Miris! lagi-lagi keadilan hukum tercoreng di negeri ini yang katanya sangat menjunjung tinggi hukum. Belum tuntas kasus penembakan hingga terbunuhnya 6 orang laskar FPI. Kini kasus terbaru kembali menimpa imama besar Habib Rizieq Shihab yang sebelumnya menjadi saksi atas kasus pelanggaran protokol kesehatan. Namun status itu berubah menjadi tersangka, hingga pada waktu pemeriksaan Sabtu lalu Habib Rizieq Shibab resmi ditahan pihak kepolisian.
Menanggapi kasus ketidakadilan tersebut, banyak yang menyayangkan dan memberikan tanggapan. Seperti disampaikan Wakil Ketua Umum Majelis Ulama Indonesia (MUI), Anwar Abbas yang mewanti-wanti polisi untuk berbuat adil dalam mempidanakan Pimpinan Front Pembela Islam (FPI), Habib Rizieq Shihab. Ia mempertanyakan apakah pihak yang menimbulkan kerumunan yang banyak terjadi saat serangkaian gelaran Pilkada 2020 juga sudah dipidanakan.
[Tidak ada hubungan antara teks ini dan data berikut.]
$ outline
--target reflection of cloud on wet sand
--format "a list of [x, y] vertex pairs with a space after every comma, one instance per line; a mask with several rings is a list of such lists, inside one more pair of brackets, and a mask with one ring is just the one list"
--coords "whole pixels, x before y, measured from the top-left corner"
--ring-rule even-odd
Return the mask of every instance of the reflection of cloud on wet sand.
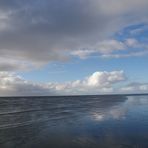
[[93, 112], [91, 118], [96, 121], [108, 119], [125, 119], [129, 110], [135, 105], [148, 105], [148, 96], [129, 96], [125, 102], [99, 112]]

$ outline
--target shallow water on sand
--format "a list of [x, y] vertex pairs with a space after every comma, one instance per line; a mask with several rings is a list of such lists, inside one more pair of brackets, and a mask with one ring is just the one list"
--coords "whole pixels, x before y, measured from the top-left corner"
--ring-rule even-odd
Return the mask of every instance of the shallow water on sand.
[[148, 96], [0, 98], [0, 148], [148, 148]]

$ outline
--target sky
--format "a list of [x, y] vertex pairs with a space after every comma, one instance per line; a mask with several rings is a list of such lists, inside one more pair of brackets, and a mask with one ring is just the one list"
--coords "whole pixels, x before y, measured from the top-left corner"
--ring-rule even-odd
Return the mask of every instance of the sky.
[[147, 0], [1, 0], [0, 96], [148, 93]]

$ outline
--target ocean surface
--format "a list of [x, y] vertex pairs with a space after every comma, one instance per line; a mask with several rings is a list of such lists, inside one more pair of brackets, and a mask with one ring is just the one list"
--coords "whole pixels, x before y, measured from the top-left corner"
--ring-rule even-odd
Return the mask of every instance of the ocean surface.
[[1, 97], [0, 148], [148, 148], [148, 95]]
Menurut Anwar Abbas, kalau Habib Rizieq Shihab diinterogasi dan ditahan karena tindakannya melanggar protokol kesehatan, apakah orang lain yang melakukan hal yang sama juga sudah diinterogasi dan ditahan? Kalau sudah berarti pihak kepolisian telah menegakkan hukum dan keadilan dengan sebaik-baiknya. Namun jika sebaliknya, menurut Ketua PP Muhammadiyah itu aparat kepolisian belum menegakkan hukum secara adil (13/12).
Ya, dalam kasus ini memang menimbulkan polemik serta kegaduhan di tengah publik. Pasalnya aparat hukum dalam beberapa kasus terlihat tidak menegakkan hukum dengan seadilnya. Kasus kerumunan dan pelanggaran protokol kesehatan ini seperti tebang pilih, mengapa hanya pada Habib Rizieq Shihah diberlakukan tindakan hukum, namun di banyak kasus yang sama tidak diberlakukan? ini berarti pihak kepolisian belum lagi menegakkan hukum dengan sebaik-baiknya dan dengan seadil-adilnya.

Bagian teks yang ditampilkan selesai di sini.